UPCOMING MEETINGS & CONFERENCES

  • December 10 (2:00 – 3:00 PM EST): Webinar on “4 Essentials for Effective Food Safety Management,” hosted by Plex. Register here.

  • December 14 (8:00 AM – 1:00 PM CT): Virtual open house tour of USDA-FSIS’s Midwestern Laboratory in St. Louis, MO. Register here.

  • February 18 – 19, 2021: Virtual Agricultural Outlook Forum (AOF), USDA’s largest annual meeting, on “Building on Innovation: A Pathway to Resilience.” Program to be announced in early December 2020. Register here.

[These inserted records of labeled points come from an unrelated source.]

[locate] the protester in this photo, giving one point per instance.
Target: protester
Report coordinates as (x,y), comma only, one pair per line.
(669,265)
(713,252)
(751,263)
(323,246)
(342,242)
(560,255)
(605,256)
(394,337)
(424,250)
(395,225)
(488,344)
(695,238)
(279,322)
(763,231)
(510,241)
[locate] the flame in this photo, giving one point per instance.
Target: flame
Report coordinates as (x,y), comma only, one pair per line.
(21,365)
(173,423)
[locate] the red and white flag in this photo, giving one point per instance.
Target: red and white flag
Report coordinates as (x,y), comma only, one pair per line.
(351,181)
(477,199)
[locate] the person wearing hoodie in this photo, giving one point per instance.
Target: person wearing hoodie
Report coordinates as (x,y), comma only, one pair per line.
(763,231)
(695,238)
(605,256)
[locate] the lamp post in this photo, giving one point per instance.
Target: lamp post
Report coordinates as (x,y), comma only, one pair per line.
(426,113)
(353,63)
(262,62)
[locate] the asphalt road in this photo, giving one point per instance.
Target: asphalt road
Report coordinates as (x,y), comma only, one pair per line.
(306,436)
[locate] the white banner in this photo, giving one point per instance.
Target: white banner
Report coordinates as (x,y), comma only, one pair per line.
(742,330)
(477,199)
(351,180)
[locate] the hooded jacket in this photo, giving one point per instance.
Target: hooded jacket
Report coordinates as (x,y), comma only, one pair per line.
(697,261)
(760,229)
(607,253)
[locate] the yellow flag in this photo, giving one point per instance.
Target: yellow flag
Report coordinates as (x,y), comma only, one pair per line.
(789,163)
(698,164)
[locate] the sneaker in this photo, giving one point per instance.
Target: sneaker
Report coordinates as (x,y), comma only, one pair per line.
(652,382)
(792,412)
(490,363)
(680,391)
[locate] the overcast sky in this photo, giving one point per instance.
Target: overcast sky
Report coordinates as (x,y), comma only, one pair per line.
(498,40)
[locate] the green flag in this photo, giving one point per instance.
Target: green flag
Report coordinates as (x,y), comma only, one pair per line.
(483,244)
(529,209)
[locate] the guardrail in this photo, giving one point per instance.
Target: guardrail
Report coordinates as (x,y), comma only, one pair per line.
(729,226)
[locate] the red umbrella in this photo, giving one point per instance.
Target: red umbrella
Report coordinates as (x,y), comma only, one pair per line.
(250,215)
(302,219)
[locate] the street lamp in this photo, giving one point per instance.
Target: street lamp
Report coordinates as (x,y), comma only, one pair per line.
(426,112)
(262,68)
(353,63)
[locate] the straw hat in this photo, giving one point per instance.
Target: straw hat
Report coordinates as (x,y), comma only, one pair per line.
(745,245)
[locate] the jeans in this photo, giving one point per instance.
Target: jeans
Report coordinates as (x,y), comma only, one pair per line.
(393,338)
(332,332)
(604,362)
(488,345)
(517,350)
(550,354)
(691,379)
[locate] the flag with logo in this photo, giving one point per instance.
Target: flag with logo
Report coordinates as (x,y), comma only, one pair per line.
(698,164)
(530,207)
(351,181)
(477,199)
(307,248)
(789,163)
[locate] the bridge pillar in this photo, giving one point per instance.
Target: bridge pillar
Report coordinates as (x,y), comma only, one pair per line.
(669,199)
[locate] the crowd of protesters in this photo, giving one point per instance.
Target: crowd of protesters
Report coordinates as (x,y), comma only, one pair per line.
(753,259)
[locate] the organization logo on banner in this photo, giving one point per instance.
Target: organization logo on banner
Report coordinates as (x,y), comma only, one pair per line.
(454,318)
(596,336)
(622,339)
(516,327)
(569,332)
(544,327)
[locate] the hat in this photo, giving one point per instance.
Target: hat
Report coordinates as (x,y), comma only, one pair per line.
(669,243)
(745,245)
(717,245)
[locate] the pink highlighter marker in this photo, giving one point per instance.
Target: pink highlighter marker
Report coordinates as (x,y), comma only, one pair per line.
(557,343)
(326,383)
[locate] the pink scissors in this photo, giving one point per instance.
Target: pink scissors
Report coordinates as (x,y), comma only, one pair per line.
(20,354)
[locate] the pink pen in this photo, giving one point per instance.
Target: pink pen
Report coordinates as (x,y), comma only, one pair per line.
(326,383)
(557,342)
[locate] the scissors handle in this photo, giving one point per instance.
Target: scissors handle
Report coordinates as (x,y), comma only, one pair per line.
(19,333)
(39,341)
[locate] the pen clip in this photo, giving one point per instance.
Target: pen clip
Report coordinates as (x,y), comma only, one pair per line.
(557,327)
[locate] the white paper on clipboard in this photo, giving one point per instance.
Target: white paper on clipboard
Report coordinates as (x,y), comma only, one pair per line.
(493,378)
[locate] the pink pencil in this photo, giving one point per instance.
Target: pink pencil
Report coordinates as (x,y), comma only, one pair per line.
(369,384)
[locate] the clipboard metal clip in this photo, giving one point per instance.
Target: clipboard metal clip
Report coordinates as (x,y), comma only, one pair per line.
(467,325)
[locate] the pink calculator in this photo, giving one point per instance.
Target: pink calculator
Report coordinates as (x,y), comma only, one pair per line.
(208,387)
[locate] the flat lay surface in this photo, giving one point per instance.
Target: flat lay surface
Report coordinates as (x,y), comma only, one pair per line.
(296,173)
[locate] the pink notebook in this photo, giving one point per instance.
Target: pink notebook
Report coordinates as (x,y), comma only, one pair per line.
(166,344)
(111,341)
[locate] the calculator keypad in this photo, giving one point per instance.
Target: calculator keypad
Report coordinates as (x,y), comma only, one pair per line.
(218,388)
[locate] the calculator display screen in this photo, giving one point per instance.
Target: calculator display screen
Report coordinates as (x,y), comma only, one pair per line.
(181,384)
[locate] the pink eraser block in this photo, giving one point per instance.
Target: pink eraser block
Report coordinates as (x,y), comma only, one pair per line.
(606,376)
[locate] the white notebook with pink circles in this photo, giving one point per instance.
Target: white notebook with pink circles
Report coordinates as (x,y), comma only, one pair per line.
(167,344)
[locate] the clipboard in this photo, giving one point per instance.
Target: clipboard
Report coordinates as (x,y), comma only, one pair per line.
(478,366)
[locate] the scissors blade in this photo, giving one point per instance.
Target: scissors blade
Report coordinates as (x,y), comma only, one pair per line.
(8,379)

  • View slide decks from past USDA-FSIS meetings and presentations here.

FOOD SAFETY 

FDA, USDA-FSIS, and CDC Announce New Outbreak Investigation Updates
November 18: FDA, USDA-FSIS, and CDC began publishing information on all active foodborne illness investigations “in an effort to improve outbreak investigations communications and transparency with the public,” according to USDA-FSIS’s Constituent Update.

As part of this initiative, FDA launched its Coordinated Outbreak Response and Evaluation (CORE) Investigation Table, which the agency’s Coordinated Outbreak Response and Evaluation Network (CORE) will update weekly with information about active outbreak investigations. The CORE Investigation Table is being rolled out as a 6-month pilot, “during which the Agency is interested in receiving feedback and after which FDA may adjust the table, if needed,” according to FDA’s Constituent Update. FDA described the table as a “stepping stone to help the public move from having little knowledge of an outbreak, through each stage of the investigation, and in the best-case scenarios, investigating agencies can provide detailed, actionable advice.”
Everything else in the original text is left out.